For Plato, in this allegory, the ex-prisoner represents the figure of the philosopher, eager to teach the population about the true nature of things, to help people realize they are in fact imprisoned and being fooled. To my mind, in the extract I chose from Fianso’s song, the rapper would embody this ex-prisoner/philosopher realizing no matter how hard he tries to make people see the greatness of the moon, they will ultimately only see and trust their TV, the shadows of the dancing flames behind them in the cave. And even if they want to reach something higher, they will only reach the ceiling (last thing blocking them from getting out of the cave). Here the “bas fonds” (which I roughly translated to “underworlds”) could somehow be linked to the cave in the allegory.

 

(…)

 

“Frère le pardon s’est noyé une soirée d’octobre 61“
(Brother, forgiveness drowned one evening of October 1961).

 

During the 50’s, in response to a long history of colonization and exploitation of their lands, the National Liberation Front, an Algerian revolutionary organization, attacked the French government. This lead to the imposition of a curfew on the Algerian population living in France. On October 17th 1961 in Paris, a lot of Algerian people manifested to protest against the curfew. The police repression was enormous: hundreds of Algerians got wounded and a lot of them died, pushed into the Seine river from the bridges. By saying “le pardon s’est noyé” (“Forgiveness drowned”), Fianso clearly makes a link to this event. It is only in 2012 that French President François Hollande said that, on behalf of the French Republic, he was acknowledging the “bloody repression” of this night against “Algerians manifesting for their right to independence”. If you are interested in this subject, I advise you to watch the video of the Institut National de l’Audiovisuel on that matter (La rafle et le massacre du 17 octobre 1961 à Paris).

 

What I understand from Fianso’s words is that all these years of silence about this night created an impassable gulf between French people from Algerian backgrounds and the French government. More generally, it is a good introduction to how difficult it is to define the ‘French’ identity. Related to the theme of the song, this implied example shows again that hope (in this case for a united country) is foolish.

 

There are so many other rappers that will introduce you to the ambiguity of French culture with powerful songs. Here are some you won’t want to miss if you liked Bois d’argent and Fianso:

 

Andre by Guizmo: this guy will blow your mind with incredible alliterations and assonances in this almost 8 minutes long melancholic song.
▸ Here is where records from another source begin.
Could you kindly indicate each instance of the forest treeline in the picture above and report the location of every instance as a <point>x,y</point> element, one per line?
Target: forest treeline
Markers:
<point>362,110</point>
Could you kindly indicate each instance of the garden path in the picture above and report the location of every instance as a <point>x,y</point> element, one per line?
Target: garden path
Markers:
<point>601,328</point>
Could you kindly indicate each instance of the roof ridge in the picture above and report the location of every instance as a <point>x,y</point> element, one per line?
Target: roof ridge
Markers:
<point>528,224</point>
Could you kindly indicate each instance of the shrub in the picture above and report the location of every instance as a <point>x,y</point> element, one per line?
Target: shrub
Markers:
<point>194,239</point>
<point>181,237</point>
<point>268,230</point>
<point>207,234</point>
• Petit Prince by Sadek: in this song, the rapper transposes the character of St Exupery’s little prince in his neighborhood. As a big brother, he tells him about our society’s reality, and the choice some kids have to make between following laws that are not good for them, and making their own at their own risks.

Jeune du 18 by Hugo Tsr: with always accurate and graphic comparisons, Hugo will tell you about what it means to be a youngster in the 18th arrondissement of Paris.